In cases with significant posterior segment inflammation, or where Leptospira is highly suspected, pars plana vitrectomy may be considered. A number of studies have shown promising results for long-term control of leptospiral-induced equine recurrent uveitis in horses, using this method (Frühauf et al, 1998; Tömördy et al, 2010; Dorrego Keiter et al, 2017; Baake et al, 2019; Voelter et al, 2020). Another treatment option which has shown some success involves the use of a single intravitreal gentamycin injection (Fischer et al, 2019; Kleinpeter et al, 2019; Launois et al, 2019). This is not without risks, and can lead to both cataract formation and retinal degeneration.

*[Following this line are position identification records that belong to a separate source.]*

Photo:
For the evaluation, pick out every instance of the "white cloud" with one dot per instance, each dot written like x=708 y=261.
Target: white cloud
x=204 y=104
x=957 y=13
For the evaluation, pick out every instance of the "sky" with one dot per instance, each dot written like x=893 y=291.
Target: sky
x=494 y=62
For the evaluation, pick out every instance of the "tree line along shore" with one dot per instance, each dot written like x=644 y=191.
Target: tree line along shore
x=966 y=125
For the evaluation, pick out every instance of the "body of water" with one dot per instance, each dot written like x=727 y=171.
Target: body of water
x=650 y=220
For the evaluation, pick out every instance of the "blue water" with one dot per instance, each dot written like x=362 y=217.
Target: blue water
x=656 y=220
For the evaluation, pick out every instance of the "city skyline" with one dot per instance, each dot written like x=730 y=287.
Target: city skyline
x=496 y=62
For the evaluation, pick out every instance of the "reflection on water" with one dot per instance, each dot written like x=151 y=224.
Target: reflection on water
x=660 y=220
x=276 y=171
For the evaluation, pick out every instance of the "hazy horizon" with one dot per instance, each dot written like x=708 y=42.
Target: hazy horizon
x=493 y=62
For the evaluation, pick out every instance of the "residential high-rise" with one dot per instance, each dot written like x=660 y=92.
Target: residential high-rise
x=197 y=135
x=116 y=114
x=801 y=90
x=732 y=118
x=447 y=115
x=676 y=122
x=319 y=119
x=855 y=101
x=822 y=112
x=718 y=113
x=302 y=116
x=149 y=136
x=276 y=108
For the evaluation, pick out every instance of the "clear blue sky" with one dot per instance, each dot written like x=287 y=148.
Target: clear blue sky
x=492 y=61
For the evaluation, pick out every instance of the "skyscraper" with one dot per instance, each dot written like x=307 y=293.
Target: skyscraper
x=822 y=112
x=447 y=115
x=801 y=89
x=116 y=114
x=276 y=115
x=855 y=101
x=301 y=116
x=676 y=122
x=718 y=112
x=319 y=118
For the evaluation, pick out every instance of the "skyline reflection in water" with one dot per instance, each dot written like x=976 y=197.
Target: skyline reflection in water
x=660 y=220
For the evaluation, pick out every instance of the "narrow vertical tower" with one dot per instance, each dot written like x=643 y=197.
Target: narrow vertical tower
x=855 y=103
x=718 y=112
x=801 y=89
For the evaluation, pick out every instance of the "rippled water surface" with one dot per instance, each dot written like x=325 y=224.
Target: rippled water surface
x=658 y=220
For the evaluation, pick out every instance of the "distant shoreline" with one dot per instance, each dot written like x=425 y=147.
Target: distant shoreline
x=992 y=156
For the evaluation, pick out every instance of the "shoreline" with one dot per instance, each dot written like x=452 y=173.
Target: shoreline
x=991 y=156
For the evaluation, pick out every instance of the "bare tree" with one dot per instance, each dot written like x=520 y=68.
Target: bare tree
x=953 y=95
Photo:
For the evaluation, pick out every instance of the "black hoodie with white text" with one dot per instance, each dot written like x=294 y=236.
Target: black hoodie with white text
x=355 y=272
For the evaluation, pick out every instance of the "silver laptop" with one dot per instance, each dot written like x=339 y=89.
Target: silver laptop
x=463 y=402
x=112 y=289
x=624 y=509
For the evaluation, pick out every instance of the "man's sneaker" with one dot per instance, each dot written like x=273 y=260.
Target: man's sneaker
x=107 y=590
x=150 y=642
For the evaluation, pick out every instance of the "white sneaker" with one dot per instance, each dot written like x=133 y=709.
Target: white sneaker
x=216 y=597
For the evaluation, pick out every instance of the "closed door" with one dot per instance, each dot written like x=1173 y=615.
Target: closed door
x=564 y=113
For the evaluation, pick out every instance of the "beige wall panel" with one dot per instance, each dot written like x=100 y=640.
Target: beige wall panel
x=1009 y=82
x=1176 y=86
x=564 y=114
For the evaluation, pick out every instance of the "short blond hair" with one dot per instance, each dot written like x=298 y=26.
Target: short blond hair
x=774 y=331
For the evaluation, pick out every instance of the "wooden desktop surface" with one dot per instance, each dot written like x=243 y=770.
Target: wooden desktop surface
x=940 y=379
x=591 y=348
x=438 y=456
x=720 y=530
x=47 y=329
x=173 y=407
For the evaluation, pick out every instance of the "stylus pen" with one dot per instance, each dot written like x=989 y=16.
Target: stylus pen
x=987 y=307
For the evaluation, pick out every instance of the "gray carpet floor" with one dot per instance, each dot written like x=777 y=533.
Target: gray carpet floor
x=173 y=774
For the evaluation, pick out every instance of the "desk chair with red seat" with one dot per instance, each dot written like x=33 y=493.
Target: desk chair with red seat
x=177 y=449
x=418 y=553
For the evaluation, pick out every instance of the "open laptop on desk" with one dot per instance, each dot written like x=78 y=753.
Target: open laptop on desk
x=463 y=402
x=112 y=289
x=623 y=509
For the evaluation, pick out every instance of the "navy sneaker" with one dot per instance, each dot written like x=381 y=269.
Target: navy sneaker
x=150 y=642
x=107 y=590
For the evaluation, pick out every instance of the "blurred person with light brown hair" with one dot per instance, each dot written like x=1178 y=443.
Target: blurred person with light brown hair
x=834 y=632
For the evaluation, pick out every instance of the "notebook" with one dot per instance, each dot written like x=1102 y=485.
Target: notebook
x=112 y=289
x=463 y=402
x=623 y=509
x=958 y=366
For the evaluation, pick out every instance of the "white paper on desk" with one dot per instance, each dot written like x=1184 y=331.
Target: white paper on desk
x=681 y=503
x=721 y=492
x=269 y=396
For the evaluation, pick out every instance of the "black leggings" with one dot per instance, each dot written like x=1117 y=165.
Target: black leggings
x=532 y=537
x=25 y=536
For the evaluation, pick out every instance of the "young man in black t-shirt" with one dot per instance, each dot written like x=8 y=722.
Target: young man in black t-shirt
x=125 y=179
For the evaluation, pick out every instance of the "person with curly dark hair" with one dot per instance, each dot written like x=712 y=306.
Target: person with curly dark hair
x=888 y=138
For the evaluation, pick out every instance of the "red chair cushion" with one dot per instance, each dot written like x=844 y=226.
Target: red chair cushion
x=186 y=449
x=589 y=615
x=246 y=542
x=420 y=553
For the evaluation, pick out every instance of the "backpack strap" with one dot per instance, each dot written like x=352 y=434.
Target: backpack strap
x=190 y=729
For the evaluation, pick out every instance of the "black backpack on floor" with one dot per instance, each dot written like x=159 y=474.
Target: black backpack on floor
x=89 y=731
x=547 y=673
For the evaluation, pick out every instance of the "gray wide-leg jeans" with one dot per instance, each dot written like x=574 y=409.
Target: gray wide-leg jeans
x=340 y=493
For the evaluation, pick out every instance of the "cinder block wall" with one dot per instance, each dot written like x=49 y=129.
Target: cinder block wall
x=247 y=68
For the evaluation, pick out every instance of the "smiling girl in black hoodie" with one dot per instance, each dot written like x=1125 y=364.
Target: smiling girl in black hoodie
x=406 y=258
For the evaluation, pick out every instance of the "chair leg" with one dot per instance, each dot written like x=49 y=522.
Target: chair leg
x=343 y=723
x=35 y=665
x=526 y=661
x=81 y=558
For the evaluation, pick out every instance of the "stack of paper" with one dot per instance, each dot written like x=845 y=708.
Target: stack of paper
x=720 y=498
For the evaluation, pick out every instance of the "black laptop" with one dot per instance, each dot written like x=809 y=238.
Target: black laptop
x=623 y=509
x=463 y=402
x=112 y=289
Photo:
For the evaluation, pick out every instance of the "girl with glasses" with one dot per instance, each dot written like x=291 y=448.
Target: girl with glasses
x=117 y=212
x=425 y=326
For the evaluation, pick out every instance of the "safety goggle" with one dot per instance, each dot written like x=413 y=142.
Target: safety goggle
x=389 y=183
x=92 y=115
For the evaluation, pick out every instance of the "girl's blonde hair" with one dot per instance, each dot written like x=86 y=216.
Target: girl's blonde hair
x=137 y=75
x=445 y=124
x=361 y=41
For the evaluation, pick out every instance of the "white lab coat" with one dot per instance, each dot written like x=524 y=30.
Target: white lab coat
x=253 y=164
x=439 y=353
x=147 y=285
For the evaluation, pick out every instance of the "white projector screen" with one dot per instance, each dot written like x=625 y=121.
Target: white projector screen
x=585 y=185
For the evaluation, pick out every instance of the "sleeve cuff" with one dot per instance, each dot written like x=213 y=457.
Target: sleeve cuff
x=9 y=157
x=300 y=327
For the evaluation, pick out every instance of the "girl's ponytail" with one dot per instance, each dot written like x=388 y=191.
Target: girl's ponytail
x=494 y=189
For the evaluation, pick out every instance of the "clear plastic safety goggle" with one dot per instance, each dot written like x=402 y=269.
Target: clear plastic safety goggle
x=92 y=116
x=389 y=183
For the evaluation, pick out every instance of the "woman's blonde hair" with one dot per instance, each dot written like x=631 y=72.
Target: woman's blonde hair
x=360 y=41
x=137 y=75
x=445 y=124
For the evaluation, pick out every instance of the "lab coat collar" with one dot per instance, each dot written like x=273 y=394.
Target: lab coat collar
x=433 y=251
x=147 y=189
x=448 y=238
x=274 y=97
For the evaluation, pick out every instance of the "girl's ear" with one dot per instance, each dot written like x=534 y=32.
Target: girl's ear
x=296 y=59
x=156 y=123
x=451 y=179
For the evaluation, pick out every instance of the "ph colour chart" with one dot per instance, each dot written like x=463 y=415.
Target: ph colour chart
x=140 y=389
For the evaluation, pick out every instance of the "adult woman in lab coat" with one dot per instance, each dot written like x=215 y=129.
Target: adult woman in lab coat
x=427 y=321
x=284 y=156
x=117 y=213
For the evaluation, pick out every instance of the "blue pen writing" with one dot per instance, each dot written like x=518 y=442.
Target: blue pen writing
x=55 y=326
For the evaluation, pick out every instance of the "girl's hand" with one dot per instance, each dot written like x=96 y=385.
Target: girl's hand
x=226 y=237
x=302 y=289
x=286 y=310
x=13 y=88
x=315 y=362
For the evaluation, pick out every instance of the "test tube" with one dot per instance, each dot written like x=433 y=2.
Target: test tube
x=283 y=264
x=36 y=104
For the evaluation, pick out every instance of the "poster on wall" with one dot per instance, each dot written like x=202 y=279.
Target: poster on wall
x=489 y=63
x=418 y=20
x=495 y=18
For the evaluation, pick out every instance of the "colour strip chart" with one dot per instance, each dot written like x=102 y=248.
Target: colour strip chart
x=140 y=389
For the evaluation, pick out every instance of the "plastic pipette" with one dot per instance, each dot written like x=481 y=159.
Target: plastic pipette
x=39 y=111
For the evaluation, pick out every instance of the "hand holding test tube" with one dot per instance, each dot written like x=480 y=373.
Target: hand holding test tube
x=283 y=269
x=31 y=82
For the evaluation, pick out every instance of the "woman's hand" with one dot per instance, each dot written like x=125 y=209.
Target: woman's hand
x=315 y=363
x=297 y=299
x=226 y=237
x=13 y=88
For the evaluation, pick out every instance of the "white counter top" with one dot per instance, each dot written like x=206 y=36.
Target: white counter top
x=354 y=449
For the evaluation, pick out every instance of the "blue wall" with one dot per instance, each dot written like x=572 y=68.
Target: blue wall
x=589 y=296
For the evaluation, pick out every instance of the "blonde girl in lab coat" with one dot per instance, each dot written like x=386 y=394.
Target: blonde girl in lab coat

Donkeys suffering from chronic uveal inflammation frequently develop cataract formation. Lens extraction via standard phacoemulsification may be considered, although, based on results reported in horses, donkeys with chronic preoperative uveitis are likely to carry a poor long-term prognosis for vision (Edelmann et al, 2014). Where lens luxation or subluxation occurs secondary to chronic inflammatory changes, intra-capsular lens extraction may be considered. However, the reported surgical success rate associated with this procedure in horses is very low (Brooks et al, 2014). In the absence of successful treatment for ongoing uveitis, phthisis bulbi may result and enucleation may need to be considered.
Prognosis
The prognosis for uveitis in donkeys is dependent on the underlying cause. It is essential that therapy is extended well beyond resolution of the clinical signs, and that therapy (including topical therapy) is tapered slowly. With early discontinuation of treatment, a rebound uveitis can occur, mimicking recurrence. With appropriate medication and monitoring, uveitis can often be managed successfully. However, if missed or left untreated, or if the disease shows progression despite therapy, there is a risk of vision loss and/or the globe itself through mature cataract formation, lens luxation, retinal detachment and/or phthisis bulbi.
KEY POINTS
- Uveitis is a potentially blinding disease if left untreated.
- Signs of uveitis can be subtle, and easily missed if a full ophthalmic examination is not performed.
- Clinical signs associated with acute uveitis include epiphora, aqueous flare, miosis, corneal oedema, keratic precipitates and vitreal inflammation.
- Clinical signs associated with chronic uveitis include posterior synechiae formation, cataract formation, lens luxation or subluxation, peripapillary scarring and retinal detachment.
- Treatment involves both systemic and topical anti-inflammatory therapy, and a prolonged course may be required to achieve good control.
- Surgical treatment options including suprachoroidal cyclosporin implant placement and pars plana vitrectomy may be considered in selected cases.